Aber: Was nicht ist, kann noch werden. Das Debattenportal Diskurs@Deutschlandfunk hat ja erst Anfang des Jahres losgelegt. Ich habe darin schon ein bisserl herumgestöbert und gleich eine Fülle an lesens- und sehenswertem Stoff (Artikel, Werkstattgespräche, Videos ...) gefunden. Etwa über die Veränderungen des Radiojournalismus durch Big Data:"Daten lassen sich akustisch 'visualisieren'. Musikstücke in Noten niedergelegt sind faktisch Datensätze" ... habe ich da gelernt. Oder beispielsweise auch Neues erfahren, warum digitale Bürgerbeteiligung auf europäischer Ebene nahezu unmöglich ist. Und in der kommenden Woche soll dann ein Themenschwerpunkt zu ACTA, dem umstrittenen Anti-Counterfeiting Trade Agreement, die Bereitschaft zum Diskurs weiter ankurbeln.

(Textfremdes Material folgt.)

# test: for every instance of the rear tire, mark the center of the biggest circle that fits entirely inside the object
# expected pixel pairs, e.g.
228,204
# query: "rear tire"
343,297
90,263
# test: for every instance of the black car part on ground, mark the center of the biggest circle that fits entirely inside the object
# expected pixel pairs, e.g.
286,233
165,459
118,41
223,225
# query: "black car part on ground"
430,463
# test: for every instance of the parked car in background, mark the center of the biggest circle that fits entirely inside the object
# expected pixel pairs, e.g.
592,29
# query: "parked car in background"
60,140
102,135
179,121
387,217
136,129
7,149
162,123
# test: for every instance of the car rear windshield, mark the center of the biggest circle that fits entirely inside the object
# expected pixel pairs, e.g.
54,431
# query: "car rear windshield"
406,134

Mir gefällt an dieser Initiative, dass die Auseinandersetzung mit dem Publikum ernsthaft ins Auge gefasst wird. In Österreich erhielte ein derartiges, von einem öffentlich-rechtlichen Sender betriebenes Portal derzeit vermutlich keine Lizenz zum Debattieren. Denn nach dem geltenden ORF-Gesetz dürfen Online-Angebote im Rahmen des öffentlich-rechtlichen Auftrags zum Beispiel nicht mit sozialen Netzwerken verlinkt werden.
Ich würde mir wünschen, dass auch in Österreich spannende interaktive Kommunikations-Kanäle geschaffen werden (dürfen), die der kritischen Reflexion und dem Austausch divergierender Positionen zur Medienrevolution neue Spielräume eröffnen. Vor allem auch öffentlich-rechtliche, die nicht beschnitten sind, sondern als nicht-kommerzielles Labor fungieren und sowohl inhaltlich als auch technologisch eine Vorreiterolle einnehmen könnten.
Der Stoff für Debatten ist schließlich reichlich vorhanden und wird so schnell nicht ausgehen. Ein gemeinsames Nachdenken von Anbietern und NutzerInnen der Onlinemedien erscheint mir jedenfalls zukunftsträchtiger als all die Vereinbarungen und Verbote "von oben", die zur Zeit weitgehend unter Ausschluss der Interessen der KonsumentInnen getroffen werden.